I decide to stay later into the evening to meet the Human Appeal doctor who is in camp later at night. He is a UK graduate who dedicates his time working in conflict zones and areas of great humanitarian need. He speaks good Farsi and so we work through some consultations together. Understandably, there is so much anxiety, being in an unfamiliar country with nothing of your own and on top of that, to be unwell.

His makeshift office is on the outskirts of the barracks compound, which is enclosed by high fences and bolted gates. Some refugees used the fact that there was a doctor inside to get entry into the compound by feigning illness and then trying to dart through into the barracks. I can hardly blame them.

The local police have received a lot of negative publicity, however they have a job to do. They are working with people who are desperate and who do not speak the same language. It seems obvious that this is going to lead to frustration, and so conflict at times. The police try and maintain order in the queue to registration. I can’t say that I experienced much negativity from them. Most of the police officers I spoke with were sympathetic to the plight of the refugees.

Half way through my week, we are blessed with a Farsi speaker from London who has flown out to do what she can. This sudden new ability to communicate lifts my spirits and fuels my determination. We spend more time distributing snacks and toys, using the opportunity to get an overview of the general health of the family and treat where we can.
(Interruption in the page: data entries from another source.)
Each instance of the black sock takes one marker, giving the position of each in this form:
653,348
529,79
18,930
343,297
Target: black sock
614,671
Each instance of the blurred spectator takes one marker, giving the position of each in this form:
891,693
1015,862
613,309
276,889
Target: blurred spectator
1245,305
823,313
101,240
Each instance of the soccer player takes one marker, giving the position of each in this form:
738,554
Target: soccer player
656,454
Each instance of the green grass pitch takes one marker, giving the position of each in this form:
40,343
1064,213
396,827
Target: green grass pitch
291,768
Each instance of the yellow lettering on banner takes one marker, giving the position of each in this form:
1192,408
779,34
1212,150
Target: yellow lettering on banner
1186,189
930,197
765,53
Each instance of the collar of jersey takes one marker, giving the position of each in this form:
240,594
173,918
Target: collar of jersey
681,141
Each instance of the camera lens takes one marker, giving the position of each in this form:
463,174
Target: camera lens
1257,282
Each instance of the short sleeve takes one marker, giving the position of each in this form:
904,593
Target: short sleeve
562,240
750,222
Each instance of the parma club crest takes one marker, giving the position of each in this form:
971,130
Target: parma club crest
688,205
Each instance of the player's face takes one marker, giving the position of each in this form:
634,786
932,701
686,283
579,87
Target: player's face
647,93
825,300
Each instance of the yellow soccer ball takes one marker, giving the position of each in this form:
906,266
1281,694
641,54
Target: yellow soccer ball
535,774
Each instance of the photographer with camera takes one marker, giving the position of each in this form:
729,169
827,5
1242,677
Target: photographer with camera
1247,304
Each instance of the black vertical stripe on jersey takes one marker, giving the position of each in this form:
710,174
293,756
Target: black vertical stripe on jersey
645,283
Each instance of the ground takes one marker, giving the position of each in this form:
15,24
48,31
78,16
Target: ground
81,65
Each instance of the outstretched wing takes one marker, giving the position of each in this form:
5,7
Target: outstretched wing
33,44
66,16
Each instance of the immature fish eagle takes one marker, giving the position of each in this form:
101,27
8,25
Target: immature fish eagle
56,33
Our translator is asked to accompany the police and psychiatrist to the hospital – another boat has capsized leaving several lost at sea and families divided.

The psychiatrist has been flown in from Jordan and is accompanied by a psychologist, trying to help those who have experienced loss in such an acute sense; forced to watch their babies disappear into the darkness, into the sea. I cannot comprehend how you try to understand or help with that.   We manage to pair up some photos of children in the hospital with photos on phones of anxiously awaiting relatives. This feels like a small triumph, especially when reuniting the families.

What if it was my family?

Some people I meet are angry, seething that they are forced to wait in such squalid conditions, that they must wait to register and that everyday consumables are expensive. Others are distraught, displaying delayed grief reactions or real raw grief over those lost or separated. Some are just numb.

The tales told about the boats from Turkey are extraordinary. People describe being asked to pay sums in excess of 1500 Euros by threatening traffickers holding AK47s, urging more and more refugees into the boats when they were clearly over capacity already. What would you do if that were the only perceived way to safety? The boats are nothing more than a thicker, larger inflatable dinghy reminiscent of those my sister and I played in the sea with on a childhood holiday.

When I return, UK medicine angers me for the first few weeks. Demand is so high, expectation so great, frustration often over such trivial things and no reprieve in sight. It makes me want to give those with overly-unrealistic expectations or demands a glimpse of what is happening on our doorstep.

Life is so precious. Compassion costs nothing. I bite my tongue and plan my next trip to Greece.